Hello,
I want to achieve parallel inference on two Tensor RT engine. Could someone please point to documentation/ sample code?
Eg. Engine 1 takes 30 ms and Engine 2 takes 30 ms. I want to create a multi-threaded pipeline where both threads run simultaneously and execute in 30 ms.
Right now, i have created 2 threads with different execution context. The GPU execution is not happeneing in parallel.
TensorRT Version: 7.0.0-1+cuda10.0
GPU Type: RTX 2060
Nvidia Driver Version:
CUDA Driver Version / Runtime Version 10.2 / 10.0
CUDA Capability Major/Minor version number: 7.5
CUDNN Version: -
Operating System + Version: Ubuntu 18.04.4 LTS
Python Version (if applicable): Python 3.6
Figured out the issue with concurrent execution. We were using trt in sync mode with default stream which was blocking the other context.

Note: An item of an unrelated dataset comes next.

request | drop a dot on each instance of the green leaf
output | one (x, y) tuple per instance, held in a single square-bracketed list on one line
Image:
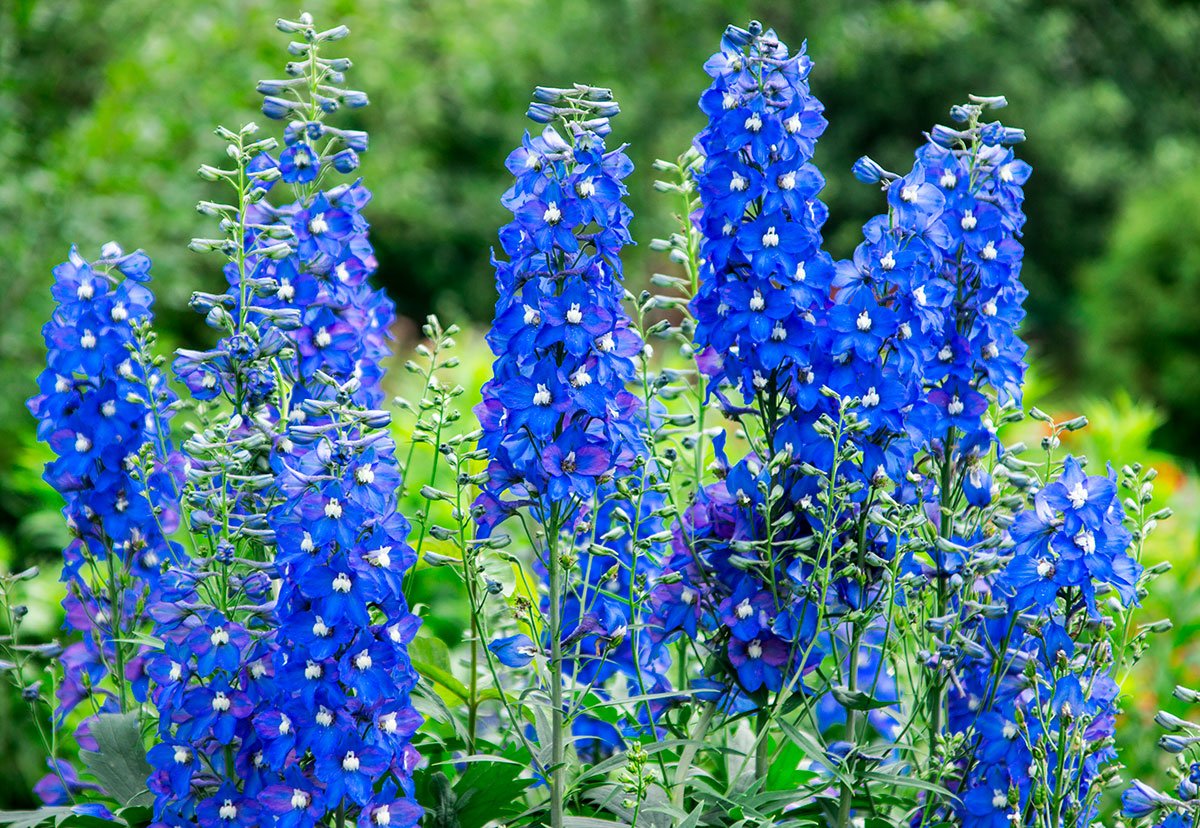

After running it in async with a different context, we did not get any performance gain. ie. each context took 30 ms and running it sequentially resulted in 60ms,
Hello @AakankshaS
Thanks for sharing the resources. Following them, we were able to get the 2 contexts running concurrently. However we did not get any performance benifit.
When we run only 1 context it takes ~30 ms and compute utilization is 45%.
Hi,
We have not implemented this with the required performance benefits.
From what I have understood this is a Cuda driver limitation. Once you create 2 contexts how that is serviced by the GPU depends on the scheduler. There is also a bunch of GPU arch limitations so little out-of-depth here.